A still of Snow White shows the supersaturated colors characteristic of Disney’s
first feature-length animation.
Images above and below are © Disney Enterprises, Inc.
‘Snow White and the Seven Dwarfs: The Creation of a Classic’
Exhibition of 200 works associated with the creation of “Snow White and the Seven Dwarfs”
Guest-curated by Lella Smith, creative director of The Walt Disney Company’s Animation Research Library
The Walt Disney Family Museum
The Presidio, San Francisco
Nov. 15, 2012 – April 16, 2013
Opening right in time for the holidays is “Snow White and the Seven Dwarfs: The Creation of a Classic” at the Walt Disney Family Museum in San Francisco’s Presidio.
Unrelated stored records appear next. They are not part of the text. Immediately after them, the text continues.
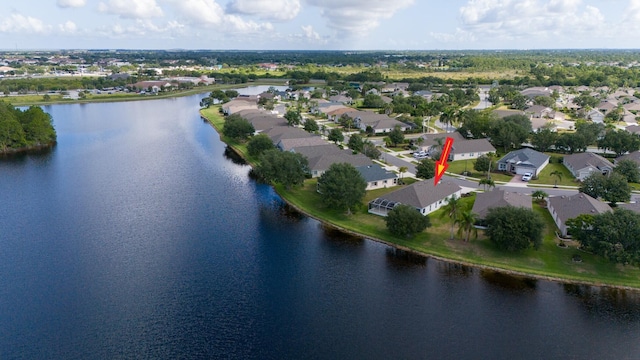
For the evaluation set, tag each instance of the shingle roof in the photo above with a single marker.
(525, 156)
(423, 193)
(499, 198)
(586, 159)
(375, 172)
(634, 156)
(473, 145)
(569, 207)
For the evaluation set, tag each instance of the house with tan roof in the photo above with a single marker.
(581, 165)
(423, 195)
(563, 208)
(499, 198)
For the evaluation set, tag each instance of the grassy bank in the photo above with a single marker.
(27, 100)
(549, 262)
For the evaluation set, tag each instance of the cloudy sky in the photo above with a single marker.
(319, 24)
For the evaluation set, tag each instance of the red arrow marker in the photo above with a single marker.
(441, 165)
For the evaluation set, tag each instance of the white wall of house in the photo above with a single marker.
(381, 184)
(438, 204)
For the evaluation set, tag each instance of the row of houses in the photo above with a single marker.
(320, 153)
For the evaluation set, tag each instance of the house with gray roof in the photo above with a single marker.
(380, 123)
(634, 156)
(563, 208)
(635, 206)
(499, 198)
(320, 157)
(523, 161)
(377, 177)
(581, 165)
(297, 143)
(423, 195)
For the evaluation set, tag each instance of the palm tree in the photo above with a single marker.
(402, 170)
(539, 195)
(466, 221)
(558, 175)
(452, 210)
(487, 183)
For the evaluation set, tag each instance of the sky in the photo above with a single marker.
(319, 24)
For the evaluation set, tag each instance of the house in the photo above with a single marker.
(581, 165)
(423, 195)
(523, 161)
(297, 143)
(320, 157)
(634, 156)
(634, 129)
(539, 111)
(563, 208)
(377, 177)
(470, 149)
(499, 198)
(379, 123)
(595, 116)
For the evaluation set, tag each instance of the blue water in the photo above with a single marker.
(137, 237)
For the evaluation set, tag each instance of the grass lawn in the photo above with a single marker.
(548, 261)
(545, 176)
(458, 167)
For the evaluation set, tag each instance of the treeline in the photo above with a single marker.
(42, 84)
(23, 129)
This delightful and informative exhibit combines a rightly deserved tribute to the film, “Snow White and the Seven Dwarfs,” with a detailed view of the film’s animation process and some kid-friendly multimedia effects.
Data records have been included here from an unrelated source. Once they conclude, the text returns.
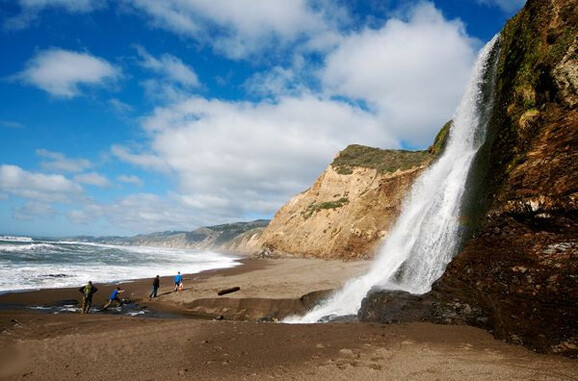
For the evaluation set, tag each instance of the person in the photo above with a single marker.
(179, 282)
(87, 292)
(114, 298)
(156, 284)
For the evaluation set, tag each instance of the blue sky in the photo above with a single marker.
(131, 116)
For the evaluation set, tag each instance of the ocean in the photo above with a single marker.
(31, 264)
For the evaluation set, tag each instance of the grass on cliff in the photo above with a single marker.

The 75th anniversary of “Snow White and the Seven Dwarfs,” Disney’s first feature-length animated film, and many say his best, is the prompt for the exhibit. It’s also the first major exhibition for the Walt Disney Family Museum.
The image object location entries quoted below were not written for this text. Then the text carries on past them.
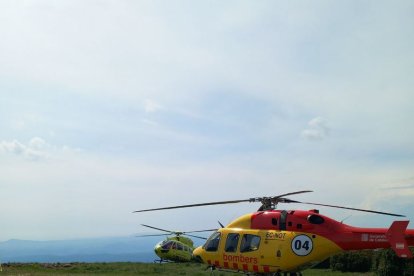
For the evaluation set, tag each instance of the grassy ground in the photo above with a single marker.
(80, 269)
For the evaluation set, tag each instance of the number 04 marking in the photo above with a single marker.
(302, 245)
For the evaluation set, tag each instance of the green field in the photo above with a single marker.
(132, 269)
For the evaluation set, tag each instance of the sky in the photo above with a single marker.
(107, 107)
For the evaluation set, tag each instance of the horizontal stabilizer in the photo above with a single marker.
(396, 238)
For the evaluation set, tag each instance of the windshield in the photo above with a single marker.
(213, 242)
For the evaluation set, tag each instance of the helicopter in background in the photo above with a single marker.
(177, 248)
(271, 242)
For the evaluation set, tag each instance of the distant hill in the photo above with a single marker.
(119, 249)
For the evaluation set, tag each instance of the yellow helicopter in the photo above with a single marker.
(177, 248)
(271, 242)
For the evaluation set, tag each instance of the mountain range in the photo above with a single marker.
(115, 249)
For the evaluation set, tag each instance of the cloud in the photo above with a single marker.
(317, 129)
(36, 149)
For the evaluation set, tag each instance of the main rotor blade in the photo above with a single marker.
(194, 236)
(293, 193)
(199, 231)
(195, 205)
(254, 199)
(163, 230)
(342, 207)
(155, 235)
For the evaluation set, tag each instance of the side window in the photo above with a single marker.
(213, 242)
(167, 245)
(231, 242)
(249, 243)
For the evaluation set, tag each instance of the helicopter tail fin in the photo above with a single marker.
(396, 238)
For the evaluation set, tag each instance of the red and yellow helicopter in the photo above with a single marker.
(270, 241)
(176, 248)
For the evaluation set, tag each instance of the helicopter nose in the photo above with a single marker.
(198, 254)
(157, 250)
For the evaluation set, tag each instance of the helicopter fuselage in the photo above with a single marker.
(290, 241)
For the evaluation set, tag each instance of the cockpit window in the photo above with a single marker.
(315, 219)
(231, 242)
(213, 242)
(249, 243)
(167, 245)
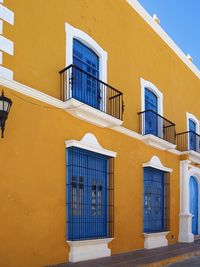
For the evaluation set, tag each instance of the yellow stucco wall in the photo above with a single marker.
(33, 180)
(32, 155)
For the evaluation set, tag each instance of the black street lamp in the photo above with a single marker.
(5, 105)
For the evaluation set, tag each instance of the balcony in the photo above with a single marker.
(157, 131)
(90, 99)
(189, 143)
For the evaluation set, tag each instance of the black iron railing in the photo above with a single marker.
(152, 123)
(188, 141)
(81, 85)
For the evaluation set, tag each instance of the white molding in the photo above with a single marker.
(89, 249)
(89, 114)
(190, 116)
(38, 95)
(155, 90)
(6, 73)
(1, 26)
(71, 33)
(156, 164)
(6, 14)
(1, 57)
(155, 240)
(164, 36)
(6, 45)
(158, 143)
(90, 142)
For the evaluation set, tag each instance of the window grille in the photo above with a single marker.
(156, 201)
(90, 193)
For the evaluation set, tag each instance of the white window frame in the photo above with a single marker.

After four years of constant work and the doubling of Disney’s staff, “Snow White and the Seven Dwarfs” was first released in 1937. It drew immediate raves from critics and audiences worldwide, including the Venice Film Festival’s Grand Biennale Art Trophy and special awards from the New York Film Critics Circle and The Academy of Motion Pictures Arts & Sciences.
The film also received an honorary custom-made Oscar with one standard-sized Oscar as well as seven statuettes (for each of the dwarfs), which were presented to Disney by Shirley Temple in 1939.
“Snow White and the Seven Dwarfs” was a significant milestone in animation. It was the first film to be released with an original soundtrack and accompanying merchandising, but more importantly, with “Snow White and the Seven Dwarfs,” Walt Disney and his artists defined the artistic, rich, supersaturated-color animated film, with first-rate plots and characters showing the full range of human emotions. It would set the bar for all other Disney animated feature films.
Diane Disney Miller, Walt Disney’s only biological child, is the co-founder force behind the Walt Disney Family Museum, which is funded by the Walt Disney Family Foundation. She is clear that The Walt Disney Company had nothing to do with establishing the museum. In fact, she is quoted as saying, “The Company probably wouldn’t have done it.” Perhaps this is a reference to the failed relationship between Diane Disney Miller and The Walt Disney Company. Her Husband, Ron W. Miller, was CEO of The Walt Disney Company until 1984, when Diane’s cousin, Roy E. Disney, supported The Disney Company in Miller’s ouster in favor of Michael Eisner.
The museum acquired or was lent over 200 brilliant and charming artworks, some never before seen by the public, that represent the multi-faceted process of animation, including story sketches, concept art, model sheets, backgrounds, animation, cels and cel setups. Many of these stand-alone pieces are sophisticated and intriguing works of art, while others are interesting and instructive (such as the color indication chart for the dwarfs, right).
I saw the exhibition on a beautiful sunny day. The museum building was formerly part of the Presidio, a United States fort, where it was used as a gym. The museum is housed in a clean red brick building fronted with slim white columns set among vistas of the San Francisco Bay, the Golden Gate Bridge, and the expansive Presidio Park.
A visit to the Walt Disney Family Museum to see “Snow White and the Seven Dwarfs: The Creation of a Classic” is pure pleasure.